# Won't Listen/Barking and won't come when called.



## Muddypaws (Apr 20, 2009)

How food or toy oriented is he?

With Kirby I will sit down and open the treat bag, I keep talking to her and keep my voice light and up beat. In a heartbeat she will come running and stick her face int he treat bag. I click on the lead, tell her "Good Come". and off we go (it's so easy when they are food junkies).

Darby I do the same - sit down and talk to him, but I use his favorite ball. He is harder and will hem & haw, but eventually the "call of the ball" is too much for him. He comes, I give him the ball (grabbing his collar at the same time - he can be tricky) and tell him "Good Come".

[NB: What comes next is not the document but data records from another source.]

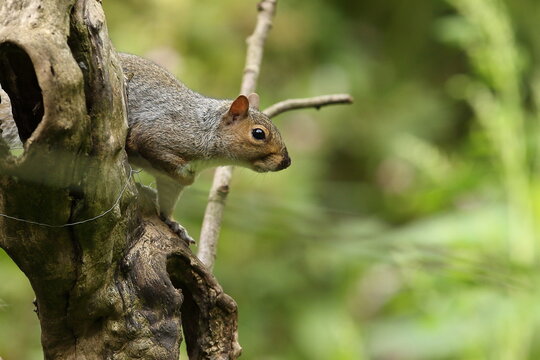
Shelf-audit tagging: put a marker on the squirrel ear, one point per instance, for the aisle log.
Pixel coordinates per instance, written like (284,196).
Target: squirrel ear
(254,100)
(239,108)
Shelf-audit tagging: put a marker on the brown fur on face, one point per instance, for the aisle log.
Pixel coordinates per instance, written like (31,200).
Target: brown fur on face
(261,155)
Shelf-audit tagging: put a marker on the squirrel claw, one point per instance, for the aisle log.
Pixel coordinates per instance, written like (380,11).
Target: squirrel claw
(178,230)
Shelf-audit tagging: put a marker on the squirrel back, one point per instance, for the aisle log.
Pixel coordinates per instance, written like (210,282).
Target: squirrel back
(169,120)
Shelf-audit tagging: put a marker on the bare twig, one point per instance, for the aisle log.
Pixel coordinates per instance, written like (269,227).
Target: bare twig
(316,102)
(222,177)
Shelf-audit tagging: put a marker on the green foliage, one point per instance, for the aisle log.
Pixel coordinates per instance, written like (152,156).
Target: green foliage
(406,226)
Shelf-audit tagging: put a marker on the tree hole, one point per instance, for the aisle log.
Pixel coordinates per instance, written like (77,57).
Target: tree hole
(18,79)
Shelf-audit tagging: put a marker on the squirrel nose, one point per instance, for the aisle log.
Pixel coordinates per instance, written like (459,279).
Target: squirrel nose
(285,163)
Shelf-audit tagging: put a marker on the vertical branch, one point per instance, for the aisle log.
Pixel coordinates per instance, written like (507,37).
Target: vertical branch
(222,177)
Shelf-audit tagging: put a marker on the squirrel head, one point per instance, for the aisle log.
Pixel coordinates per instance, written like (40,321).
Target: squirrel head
(254,141)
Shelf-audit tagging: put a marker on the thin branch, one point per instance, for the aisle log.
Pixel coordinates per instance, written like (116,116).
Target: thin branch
(316,102)
(222,177)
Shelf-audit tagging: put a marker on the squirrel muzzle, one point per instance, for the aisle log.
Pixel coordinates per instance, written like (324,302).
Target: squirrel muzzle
(272,162)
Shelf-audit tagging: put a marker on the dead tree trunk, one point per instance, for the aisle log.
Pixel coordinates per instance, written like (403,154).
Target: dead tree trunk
(110,279)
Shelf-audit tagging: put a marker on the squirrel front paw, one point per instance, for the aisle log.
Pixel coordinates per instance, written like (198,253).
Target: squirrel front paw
(178,229)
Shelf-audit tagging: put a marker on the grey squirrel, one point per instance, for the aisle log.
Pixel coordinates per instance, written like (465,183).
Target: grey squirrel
(174,133)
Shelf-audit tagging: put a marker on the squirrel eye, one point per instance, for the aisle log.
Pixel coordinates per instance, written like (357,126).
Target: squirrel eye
(258,134)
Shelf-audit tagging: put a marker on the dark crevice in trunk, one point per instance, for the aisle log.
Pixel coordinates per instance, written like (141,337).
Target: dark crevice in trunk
(19,81)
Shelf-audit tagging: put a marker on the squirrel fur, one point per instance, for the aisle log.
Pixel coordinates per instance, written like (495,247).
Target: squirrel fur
(174,132)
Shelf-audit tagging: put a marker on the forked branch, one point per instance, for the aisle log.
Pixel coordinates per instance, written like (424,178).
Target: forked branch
(222,177)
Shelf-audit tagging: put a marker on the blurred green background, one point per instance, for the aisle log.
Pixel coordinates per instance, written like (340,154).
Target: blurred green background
(407,226)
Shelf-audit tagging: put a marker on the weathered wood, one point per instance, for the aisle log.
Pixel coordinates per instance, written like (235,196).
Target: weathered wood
(114,285)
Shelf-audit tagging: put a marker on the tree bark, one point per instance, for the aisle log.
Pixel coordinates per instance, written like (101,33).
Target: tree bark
(110,279)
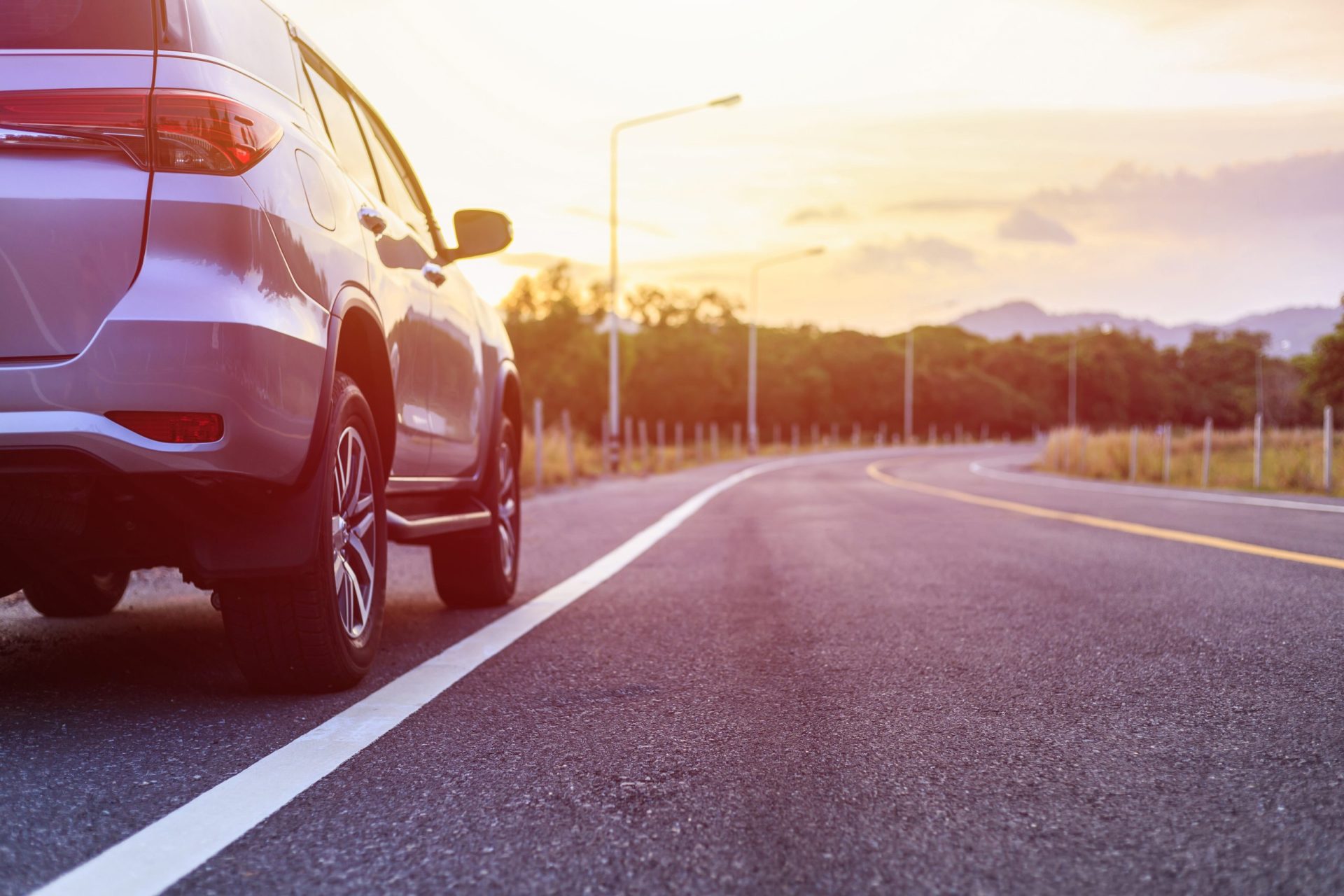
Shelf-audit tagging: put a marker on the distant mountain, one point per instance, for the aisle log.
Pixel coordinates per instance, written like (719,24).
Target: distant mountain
(1292,330)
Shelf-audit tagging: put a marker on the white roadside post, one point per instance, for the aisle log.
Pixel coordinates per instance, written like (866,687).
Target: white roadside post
(537,442)
(909,407)
(1328,447)
(1167,454)
(613,285)
(1209,449)
(1260,450)
(1133,454)
(569,447)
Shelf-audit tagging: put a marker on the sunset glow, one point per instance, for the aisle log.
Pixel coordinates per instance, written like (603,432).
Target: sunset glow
(1081,155)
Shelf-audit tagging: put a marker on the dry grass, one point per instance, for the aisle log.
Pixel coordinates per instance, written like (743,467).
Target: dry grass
(1294,458)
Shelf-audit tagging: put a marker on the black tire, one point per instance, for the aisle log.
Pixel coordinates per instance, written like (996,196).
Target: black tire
(309,633)
(69,594)
(479,568)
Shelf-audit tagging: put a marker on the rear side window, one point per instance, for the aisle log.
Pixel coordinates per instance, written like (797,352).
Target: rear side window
(398,190)
(245,33)
(77,24)
(343,130)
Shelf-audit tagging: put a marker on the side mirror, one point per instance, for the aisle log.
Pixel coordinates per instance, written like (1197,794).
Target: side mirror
(479,232)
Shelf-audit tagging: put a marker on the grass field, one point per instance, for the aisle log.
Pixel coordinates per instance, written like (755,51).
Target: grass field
(1294,458)
(588,456)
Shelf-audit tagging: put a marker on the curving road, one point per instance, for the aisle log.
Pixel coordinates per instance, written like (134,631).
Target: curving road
(876,672)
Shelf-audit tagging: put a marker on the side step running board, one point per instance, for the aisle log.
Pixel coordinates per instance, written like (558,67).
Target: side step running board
(425,527)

I practice recalls all the time, Kirby is good, Darby.... not so much. I have a 20 foot lead and we practice recalls in distracted areas. That way I can wheel them in if they aren't listening.


----------



## fostermom (Sep 6, 2007)

He isn't normally that way with other dogs, is he? If not, I would say the other dog was putting out some signals that he didn't like one bit.

Always have super yummy treats with you. That way you can try to get his attention with the treats. Make sure you reward and praise when he does come to you. If this is the way he acts every time he sees another dog, then I would say you need to have a long lead on him so you can regain control immediately. If this is an isolated incident, then I wouldn't worry so much about it. Some dogs take an immediate dislike to other dogs for what appears to us to be no reason.


----------



## RedDogs (Jan 30, 2010)

My post disappeared... 

If this is not a usual occurance, I would note my recall needs work, and then just cheat.. 'Dog doggggg!" and toss a handful of treats on my side of the fence...while my dog is eating them..I'd grab his collar, feed a few more treats, leash him up and leave. We'd practice more recalls at home and then at the location while it's quiet... before working in a slightly more distracting setting.


----------



## C's Mom (Dec 7, 2009)

Thanks all for the advice. I think it was just this dog (?) but I'd still like him to listen to me no matter what the situation is for safety sake.
I took him back to the court this afternoon, another dog walked by, he barked once. I called him and he came right away and sat down immediately. Will load up with liver treats and practice recall tomorrow.


----------